To combat potential negative financial and emotional effects of price changes on the sales team, the team needs to re-evaluate their sell stories to be more in-tune with the new price changes. If possible, the team needs to double-down on the value they are providing to justify the price increase. If the perceived value of the offering is actually

increasing, then their jobs become easier. If there is no improvement in perceived value, then the transition may require additional training and resources from management. Perhaps management can provide them with a playbook on customer pushbacks in order to best equip and prepare them to proactively handle price changes reactions prior to the change happening.






The Customer Service Team


Now that we know how to deal with the sales team during a price change, we can focus on the other key internal stakeholder: the customer service team. The main impact of pricing changes to the customer service team is their intensified workload. This is because customers typically approach the customer service team when searching for explanations about price changes. When a price hike occurs, the customer service team should prepare themselves for an influx of customer complaints or negative feedback coming their way. This could overwhelm the team and impact their work environment, which subsequently affects their overall morale. This is why it is crucial for management to prepare this team prior to the price change. The best way to approach this is by ensuring the education of the customer service team on the reasoning behind the pricing changes and how the change affects any internal backend systems. Once they are educated on the changes, they should be trained to convey them to the customer in an empathetic and effective way, perhaps through a playbook management provides them.




Customer Loyalty


After handling the internal parties involved in price changes, we can move on to the central external group involved in the changes: the customers. A shift in pricing inherently calls customers to re-assess the value of the offering they are receiving. If the price increase is minimal, or the perceived value of the offering is increased alongside the price hike, then brand loyalty may be enoughto keep the customers around. Brand loyalty is a useful defense against negative price change reactions, but it has its limits. Loyal customers may initially convey their understanding towards the price altercations, but after continued increases, or a substantial increase, even these loyal customers may start reconsidering their options.


Customer Variations


Aside from testing their loyalty, the direct financial implications price changes have on customers varies by customer.

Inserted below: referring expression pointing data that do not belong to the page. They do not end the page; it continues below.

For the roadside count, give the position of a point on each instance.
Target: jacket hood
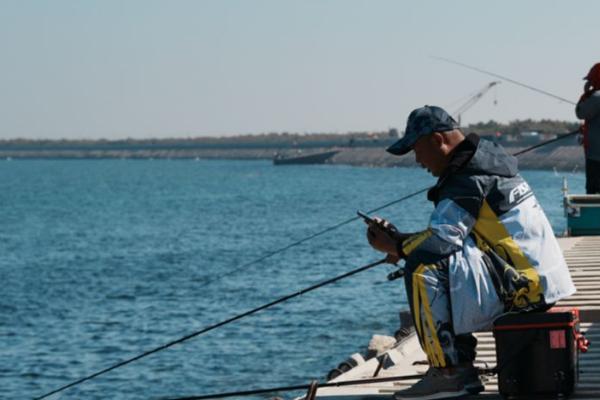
(476, 156)
(491, 159)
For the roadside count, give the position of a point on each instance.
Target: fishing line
(503, 77)
(280, 300)
(214, 326)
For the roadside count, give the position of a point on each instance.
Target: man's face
(429, 152)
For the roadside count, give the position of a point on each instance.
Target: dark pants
(592, 176)
(427, 287)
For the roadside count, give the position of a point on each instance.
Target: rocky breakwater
(558, 157)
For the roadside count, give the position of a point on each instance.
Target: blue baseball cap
(422, 122)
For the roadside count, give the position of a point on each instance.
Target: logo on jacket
(519, 192)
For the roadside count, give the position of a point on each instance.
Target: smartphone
(365, 217)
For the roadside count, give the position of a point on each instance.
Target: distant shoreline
(556, 156)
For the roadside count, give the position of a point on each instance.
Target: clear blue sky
(116, 69)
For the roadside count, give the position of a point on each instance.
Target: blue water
(102, 260)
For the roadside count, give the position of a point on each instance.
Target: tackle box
(537, 353)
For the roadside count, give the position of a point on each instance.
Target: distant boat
(314, 158)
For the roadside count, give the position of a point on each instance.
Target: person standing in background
(588, 109)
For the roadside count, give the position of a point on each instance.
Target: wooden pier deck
(583, 257)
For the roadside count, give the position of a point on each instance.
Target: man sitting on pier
(489, 249)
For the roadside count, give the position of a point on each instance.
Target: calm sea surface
(102, 260)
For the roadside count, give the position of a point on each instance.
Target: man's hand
(380, 235)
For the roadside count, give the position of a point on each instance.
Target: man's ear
(438, 139)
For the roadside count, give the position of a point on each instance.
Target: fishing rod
(280, 300)
(503, 77)
(214, 326)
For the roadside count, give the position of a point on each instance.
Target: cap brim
(401, 147)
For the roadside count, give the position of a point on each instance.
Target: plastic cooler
(538, 353)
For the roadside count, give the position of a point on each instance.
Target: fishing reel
(399, 273)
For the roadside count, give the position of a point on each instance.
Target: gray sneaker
(443, 383)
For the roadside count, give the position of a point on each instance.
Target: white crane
(473, 99)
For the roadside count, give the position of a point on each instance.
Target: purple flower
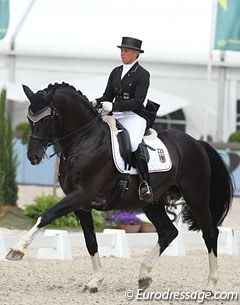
(126, 218)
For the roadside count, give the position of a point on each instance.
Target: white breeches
(135, 124)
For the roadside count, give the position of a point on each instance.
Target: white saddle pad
(160, 160)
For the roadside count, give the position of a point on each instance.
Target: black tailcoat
(129, 92)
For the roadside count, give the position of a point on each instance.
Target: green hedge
(234, 137)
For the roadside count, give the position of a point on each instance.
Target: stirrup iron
(145, 192)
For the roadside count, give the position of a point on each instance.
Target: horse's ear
(27, 91)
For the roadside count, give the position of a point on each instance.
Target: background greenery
(8, 161)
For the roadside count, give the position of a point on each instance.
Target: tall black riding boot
(144, 191)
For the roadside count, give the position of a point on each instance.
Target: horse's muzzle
(35, 159)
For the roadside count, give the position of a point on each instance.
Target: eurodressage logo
(168, 295)
(161, 155)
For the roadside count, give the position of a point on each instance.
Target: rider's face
(128, 56)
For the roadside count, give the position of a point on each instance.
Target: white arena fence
(58, 244)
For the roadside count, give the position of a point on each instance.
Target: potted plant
(146, 225)
(127, 221)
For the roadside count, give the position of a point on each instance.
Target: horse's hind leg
(86, 220)
(210, 236)
(166, 233)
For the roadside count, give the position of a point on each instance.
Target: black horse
(88, 175)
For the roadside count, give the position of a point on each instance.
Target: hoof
(144, 283)
(90, 290)
(14, 255)
(207, 291)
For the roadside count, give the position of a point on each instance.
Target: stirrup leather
(145, 191)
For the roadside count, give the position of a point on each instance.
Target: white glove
(107, 106)
(94, 103)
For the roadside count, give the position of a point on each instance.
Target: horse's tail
(221, 190)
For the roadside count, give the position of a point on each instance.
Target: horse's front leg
(17, 252)
(68, 204)
(166, 233)
(86, 220)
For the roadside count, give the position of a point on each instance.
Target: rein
(87, 126)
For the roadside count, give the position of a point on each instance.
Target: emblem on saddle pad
(161, 155)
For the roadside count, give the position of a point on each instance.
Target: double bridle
(36, 117)
(51, 139)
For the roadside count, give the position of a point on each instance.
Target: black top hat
(131, 43)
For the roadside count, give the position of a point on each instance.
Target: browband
(35, 117)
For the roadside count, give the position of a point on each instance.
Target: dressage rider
(124, 96)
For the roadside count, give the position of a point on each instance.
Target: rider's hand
(107, 106)
(94, 103)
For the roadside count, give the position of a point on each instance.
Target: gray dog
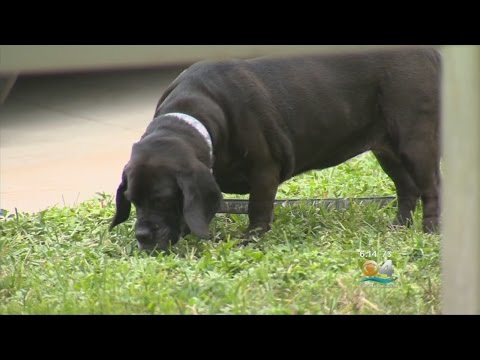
(246, 126)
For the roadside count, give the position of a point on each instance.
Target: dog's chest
(231, 176)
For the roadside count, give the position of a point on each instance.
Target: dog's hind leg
(421, 158)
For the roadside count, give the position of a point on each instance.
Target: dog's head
(173, 193)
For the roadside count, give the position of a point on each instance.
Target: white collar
(197, 125)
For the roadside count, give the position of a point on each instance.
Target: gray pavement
(64, 138)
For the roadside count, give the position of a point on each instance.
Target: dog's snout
(144, 235)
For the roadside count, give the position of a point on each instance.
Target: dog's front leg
(264, 183)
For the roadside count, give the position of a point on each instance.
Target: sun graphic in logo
(370, 268)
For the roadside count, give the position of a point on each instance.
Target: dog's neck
(197, 125)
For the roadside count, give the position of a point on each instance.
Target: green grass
(64, 260)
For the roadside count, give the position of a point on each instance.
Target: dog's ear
(123, 205)
(201, 199)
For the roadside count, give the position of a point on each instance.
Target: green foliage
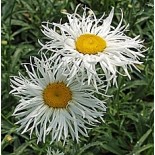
(128, 127)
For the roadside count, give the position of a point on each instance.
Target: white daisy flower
(50, 152)
(49, 105)
(85, 43)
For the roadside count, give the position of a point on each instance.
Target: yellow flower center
(90, 44)
(57, 95)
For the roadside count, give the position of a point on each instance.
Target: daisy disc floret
(50, 106)
(88, 44)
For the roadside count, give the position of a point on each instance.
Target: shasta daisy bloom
(88, 44)
(49, 105)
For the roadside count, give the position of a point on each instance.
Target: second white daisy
(49, 105)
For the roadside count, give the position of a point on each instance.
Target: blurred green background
(128, 127)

Customers on tighter budgets can find themselves disproportionately affected by price increases. They may be forced to halt the use of the offering, or at least reduce their consumption of the offering, while more financially free customers may come out unscathed. Whenever possible, if customer retention is the goal, all customer types should be kept in mind when implementing a price change to preserve the broadest group of them. If it's not feasible to cater to the needs of budget-conscious customers, then the persuasive/communication strategies and techniques that management has trained the sales and customer service teams with become crucial in convincing these customers to remain loyal.


Customer Reactions


Now having dealt with their reactions, we can discuss the customer’s main expectations when pricing changes occur: clear and honest communication. They seek to understand the reasons why the price hikes occurred in the first place, and what they can look forward to in terms of a perceived value increase. This is why internal training of your sales and customer service team with a response playbook is so crucial, so that customers can avoid any dissatisfaction on the communication side of things. Structured responses on the internal side of things can really help foster customer understanding.



Summary


In conclusion, the process of navigating through price changes calls for a deep understanding of all the stakeholders involved. It begins with recognizing the uncertainties and pushbacks your internal teams will be experiencing and providing them with the necessary strategies and tools to anticipate these pushbacks. The more confidence you instill in your internal teams through preparation and training, the more clarity they will externally convey to your customers. From an external standpoint, management must ensure an understanding of their customer’s sensitivities and values, and tailor their internal playbooks to capture those values. Generally, for customers, transparent communication ranks above all, as price changes aren’t merely a financial decision, they are a test of the company’s relationships with its employees and customers. Successfully handling this test can foster an even stronger bond between the company and its stakeholders, paving the way for sustainable future growth. As the world’s business landscape is ever-changing, keeping these keystone strategies in mind will be crucial for managing the inevitable pricing altercations your company will be encountering.